India’s foreign currency reserves fell to about seven months of import cover at the end of March 2012 from eight and a half months at the end of September 2011, according to a Reserve Bank of India report.
Forex reserves were $294.4 billion as on March 30, 2012, from $311.5 billion at the end of September. Reserves were at a record high of $320.4 billion on October 28. The latest data, as of August 3, show reserves at $289.2 billion.
“The main reasons for (the) decline in foreign exchange reserves were intervention in the domestic foreign exchange market and the effect of revaluation,” RBI said.
India’s ratio of short-term debt to forex reserves rose to 26.6 per cent at the end of March from 23 per cent last September, the central bank added in its half-yearly foreign exchange reserves management report.

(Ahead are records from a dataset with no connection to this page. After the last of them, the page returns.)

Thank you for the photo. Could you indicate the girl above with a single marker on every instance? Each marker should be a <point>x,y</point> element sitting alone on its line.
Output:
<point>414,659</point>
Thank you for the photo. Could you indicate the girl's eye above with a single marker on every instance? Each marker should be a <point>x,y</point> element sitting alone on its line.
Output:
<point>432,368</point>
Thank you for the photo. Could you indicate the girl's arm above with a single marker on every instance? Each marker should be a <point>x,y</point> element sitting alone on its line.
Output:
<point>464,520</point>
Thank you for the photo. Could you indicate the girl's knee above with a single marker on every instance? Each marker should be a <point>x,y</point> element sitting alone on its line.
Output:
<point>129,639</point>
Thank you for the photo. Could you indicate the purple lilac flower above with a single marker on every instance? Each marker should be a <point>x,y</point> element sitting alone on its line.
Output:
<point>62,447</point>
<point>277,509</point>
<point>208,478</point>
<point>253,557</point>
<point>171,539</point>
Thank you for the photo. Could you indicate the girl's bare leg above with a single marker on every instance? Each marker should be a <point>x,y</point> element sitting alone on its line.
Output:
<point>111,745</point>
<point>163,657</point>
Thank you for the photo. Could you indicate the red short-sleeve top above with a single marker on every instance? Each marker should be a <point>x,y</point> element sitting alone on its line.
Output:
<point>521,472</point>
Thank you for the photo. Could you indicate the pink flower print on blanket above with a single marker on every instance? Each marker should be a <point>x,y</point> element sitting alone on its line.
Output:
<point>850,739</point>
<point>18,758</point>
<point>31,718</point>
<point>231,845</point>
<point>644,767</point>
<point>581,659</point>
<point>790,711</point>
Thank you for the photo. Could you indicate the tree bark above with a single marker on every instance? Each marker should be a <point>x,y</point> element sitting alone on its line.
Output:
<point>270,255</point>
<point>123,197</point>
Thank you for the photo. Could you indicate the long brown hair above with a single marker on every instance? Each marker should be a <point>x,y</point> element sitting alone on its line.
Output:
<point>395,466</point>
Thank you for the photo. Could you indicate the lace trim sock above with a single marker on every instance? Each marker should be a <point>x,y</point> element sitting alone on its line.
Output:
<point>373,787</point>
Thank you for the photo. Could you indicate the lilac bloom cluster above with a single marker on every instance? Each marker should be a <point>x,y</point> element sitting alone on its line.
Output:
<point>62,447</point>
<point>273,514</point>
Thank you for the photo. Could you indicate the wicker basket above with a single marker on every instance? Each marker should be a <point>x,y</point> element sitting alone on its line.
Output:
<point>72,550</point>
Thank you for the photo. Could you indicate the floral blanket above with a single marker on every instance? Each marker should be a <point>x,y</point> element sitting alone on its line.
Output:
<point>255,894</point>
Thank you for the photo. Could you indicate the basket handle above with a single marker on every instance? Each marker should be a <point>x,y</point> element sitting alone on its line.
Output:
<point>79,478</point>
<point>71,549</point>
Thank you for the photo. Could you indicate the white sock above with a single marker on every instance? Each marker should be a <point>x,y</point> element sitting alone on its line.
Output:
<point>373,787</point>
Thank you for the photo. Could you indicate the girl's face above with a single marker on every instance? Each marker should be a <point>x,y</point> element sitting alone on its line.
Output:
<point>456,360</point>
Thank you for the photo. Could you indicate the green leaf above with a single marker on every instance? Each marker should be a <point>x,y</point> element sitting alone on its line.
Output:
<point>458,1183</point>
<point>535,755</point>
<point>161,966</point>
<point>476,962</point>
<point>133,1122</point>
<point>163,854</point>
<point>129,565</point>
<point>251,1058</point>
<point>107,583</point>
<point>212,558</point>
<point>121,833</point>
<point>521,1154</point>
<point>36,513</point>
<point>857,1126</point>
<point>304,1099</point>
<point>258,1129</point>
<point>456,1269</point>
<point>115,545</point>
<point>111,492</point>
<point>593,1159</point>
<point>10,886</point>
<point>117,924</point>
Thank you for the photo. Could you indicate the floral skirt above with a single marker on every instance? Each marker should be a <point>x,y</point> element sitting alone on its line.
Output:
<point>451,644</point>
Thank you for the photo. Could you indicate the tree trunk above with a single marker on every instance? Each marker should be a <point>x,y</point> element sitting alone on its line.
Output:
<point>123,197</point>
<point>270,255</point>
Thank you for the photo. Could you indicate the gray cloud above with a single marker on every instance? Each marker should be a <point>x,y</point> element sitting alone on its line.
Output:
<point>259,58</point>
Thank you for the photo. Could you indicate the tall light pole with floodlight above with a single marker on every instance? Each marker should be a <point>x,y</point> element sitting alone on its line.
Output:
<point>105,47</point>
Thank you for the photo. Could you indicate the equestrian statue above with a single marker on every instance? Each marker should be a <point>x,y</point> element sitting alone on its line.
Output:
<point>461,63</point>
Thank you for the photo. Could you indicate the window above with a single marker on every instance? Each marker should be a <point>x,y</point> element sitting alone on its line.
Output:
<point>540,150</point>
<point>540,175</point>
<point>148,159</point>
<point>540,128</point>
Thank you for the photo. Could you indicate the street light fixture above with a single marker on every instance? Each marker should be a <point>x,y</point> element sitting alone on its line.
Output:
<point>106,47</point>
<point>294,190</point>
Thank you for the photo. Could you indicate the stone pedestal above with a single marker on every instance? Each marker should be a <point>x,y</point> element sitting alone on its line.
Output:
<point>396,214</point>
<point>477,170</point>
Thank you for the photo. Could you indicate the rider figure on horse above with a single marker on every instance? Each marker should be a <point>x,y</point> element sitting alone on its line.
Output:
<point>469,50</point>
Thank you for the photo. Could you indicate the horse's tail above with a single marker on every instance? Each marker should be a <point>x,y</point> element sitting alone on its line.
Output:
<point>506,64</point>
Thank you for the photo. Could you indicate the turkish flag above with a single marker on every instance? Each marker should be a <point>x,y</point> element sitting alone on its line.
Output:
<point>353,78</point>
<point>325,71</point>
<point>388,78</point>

C Rangarajan, who heads the Prime Minister’s Economic Advisory Council, has suggested attention be paid to external payment obligations, beside the traditional import cover of three to four months.
“The ratio of volatile capital flows to the reserves increased from 68.3 per cent as at end-September 2011 to 79.9 per cent as at end-March 2012,” the RBI said.
Referring to management of gold reserves, RBI said it held 557.75 tonnes of gold — about 9.2 per cent of foreign exchange reserves in value terms — at the end of March. Of these, 265.49 tonnes are held abroad in deposits and safe custody, with the Bank of England and the Bank for International Settlements (BIS). The foreign currency assets are invested in multi-currency, multi-asset portfolios. Of the total foreign currency assets of $260.1 bn, about $140.3 bn was invested in securities, $114.3 bn was deposited with other central banks, BIS and the International Monetary Fund.
The remaining $5.5 bn comprise deposits with foreign commercial banks and funds placed with external asset managers. The rate of earnings on foreign currency assets and gold decreased from 2.09 per cent in July 2009-June 2010 to 1.74 per cent in July 2010-June 2011, reflecting the generally low global interest rate environment.